夏と錯覚しそうな青空が窓の外に広がる梅雨の中休み。
昨日までの鬱陶しい雨が嘘のように晴れ、一週間ぶりに顔を出した太陽が今日の行事に合わせたように気温を上げている。
本日午後一番に行われる行事に心躍らせている男子生徒も多い中、どんよりと雨雲を背負ったようなオーラを漂わせる男が一人。

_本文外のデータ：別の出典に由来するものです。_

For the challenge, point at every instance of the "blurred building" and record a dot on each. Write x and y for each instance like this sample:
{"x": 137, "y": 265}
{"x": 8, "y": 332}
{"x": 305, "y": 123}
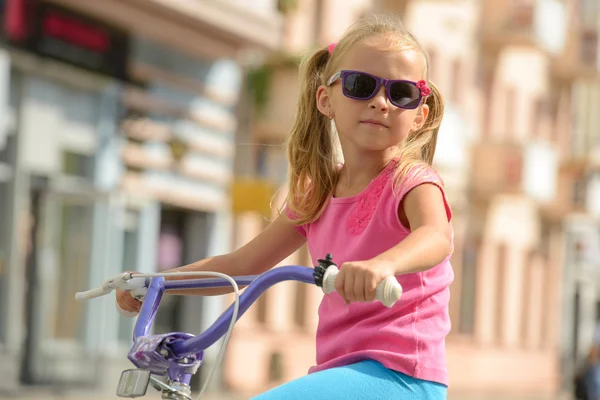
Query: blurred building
{"x": 518, "y": 153}
{"x": 117, "y": 132}
{"x": 580, "y": 194}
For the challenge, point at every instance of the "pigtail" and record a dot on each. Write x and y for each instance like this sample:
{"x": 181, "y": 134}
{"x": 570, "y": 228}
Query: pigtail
{"x": 431, "y": 127}
{"x": 310, "y": 147}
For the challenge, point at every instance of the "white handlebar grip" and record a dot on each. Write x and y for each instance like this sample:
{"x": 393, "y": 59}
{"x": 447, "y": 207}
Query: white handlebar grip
{"x": 127, "y": 314}
{"x": 388, "y": 291}
{"x": 90, "y": 294}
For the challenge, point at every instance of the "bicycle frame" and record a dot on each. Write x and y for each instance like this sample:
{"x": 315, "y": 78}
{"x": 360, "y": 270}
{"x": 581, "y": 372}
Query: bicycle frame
{"x": 179, "y": 355}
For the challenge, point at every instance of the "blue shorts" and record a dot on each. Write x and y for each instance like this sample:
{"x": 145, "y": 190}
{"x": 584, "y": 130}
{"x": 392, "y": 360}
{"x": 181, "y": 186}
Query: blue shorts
{"x": 365, "y": 380}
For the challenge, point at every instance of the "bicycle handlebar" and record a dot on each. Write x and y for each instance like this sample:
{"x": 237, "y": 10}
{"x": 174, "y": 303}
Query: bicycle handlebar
{"x": 388, "y": 292}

言わずと知れたビケトリの一人、生徒会長の佐々木龍也である。
「なんでうちの学校の体育系行事はこんなにいい天気になるんだ?」
本来なら喜ばしいはずの事に恨み言を言いつつ、自らが発するジメジメオーラに引き寄せられ雨雲が来る事を願ってみる。
だが信仰心も無く、盆と正月くらいにしか手を合わせない彼が、自分の都合に合わせて願いを掛けるなど虫の良い話で、いかに心の広い神様仏様でもそうそう微笑んでくれないのが現実だ。
もっとも、この学校で彼のように今日の行事を快く思わない者が多ければ、万人に平等な神様仏様は多数決によってその願いを叶えてくれたかもしれない。

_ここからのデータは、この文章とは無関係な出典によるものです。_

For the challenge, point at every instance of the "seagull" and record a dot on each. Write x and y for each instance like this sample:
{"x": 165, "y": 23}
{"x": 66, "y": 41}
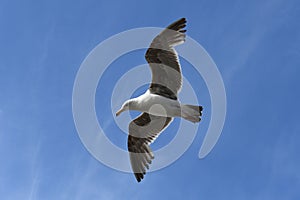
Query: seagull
{"x": 159, "y": 104}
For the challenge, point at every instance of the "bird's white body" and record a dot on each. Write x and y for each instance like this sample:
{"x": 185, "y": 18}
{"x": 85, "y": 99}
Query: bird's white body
{"x": 157, "y": 105}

だがしかし、残念ながらその数は圧倒的に少なく、龍也の願いは即効で却下されるのは決定事項だった。
窓の外の快晴とは裏腹に、龍也のクラスには朝から暗雲が雷を伴って立ち込めていた。
少しでも浮ついた素振りを見せた男子生徒は、即効で龍也の八つ当たりの落雷を受けるだろう。
紫がかったサラサラの黒髪を無造作にかき上げては溜息を吐くその姿は、計算されたように優雅で美しい。だが射抜くような冷たい視線と一瞬でも目が合い睨まれでもしたら、汗ばむほどの陽気も何処かへ吹き飛ばされてしまいそうだ。

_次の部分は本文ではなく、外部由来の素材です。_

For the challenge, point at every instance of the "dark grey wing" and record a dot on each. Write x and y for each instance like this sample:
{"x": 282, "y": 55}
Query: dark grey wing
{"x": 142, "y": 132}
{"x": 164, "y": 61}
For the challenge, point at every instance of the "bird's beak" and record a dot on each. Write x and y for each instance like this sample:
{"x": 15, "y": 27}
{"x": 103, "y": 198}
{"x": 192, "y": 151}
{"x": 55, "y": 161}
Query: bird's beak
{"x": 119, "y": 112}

クールビューティとはよく言ったものだと、響は小さく溜息を吐きながら長年の親友を見つめた。
龍也の発するオーラが半径1mの空気を2〜3度下げているようにすら感じられるのは、響の錯覚ではなかっただろう。
「今日の龍也は使い物にならねぇな。…覚悟はできてるな、暁」
確認するようにそう言うと、「俺も手伝うから」と付け加える響。
午後の行事を副会長である自分が指揮を執る事が決定した瞬間、暁はガックリと肩を落とした。
朝からの龍也の様子に覚悟はしていたが、流石に今日の行事は荷が重かった。
なぜなら…
今日は数ある学校行事の中でも、最も人気も期待も高いプール開きがあるのだ。
プール開きの後に行われる、学年対抗水泳大会は、別名『夏の出会い系行事』と呼ばれており、特に男子生徒にとっては待ちに待った夢の一日でもある。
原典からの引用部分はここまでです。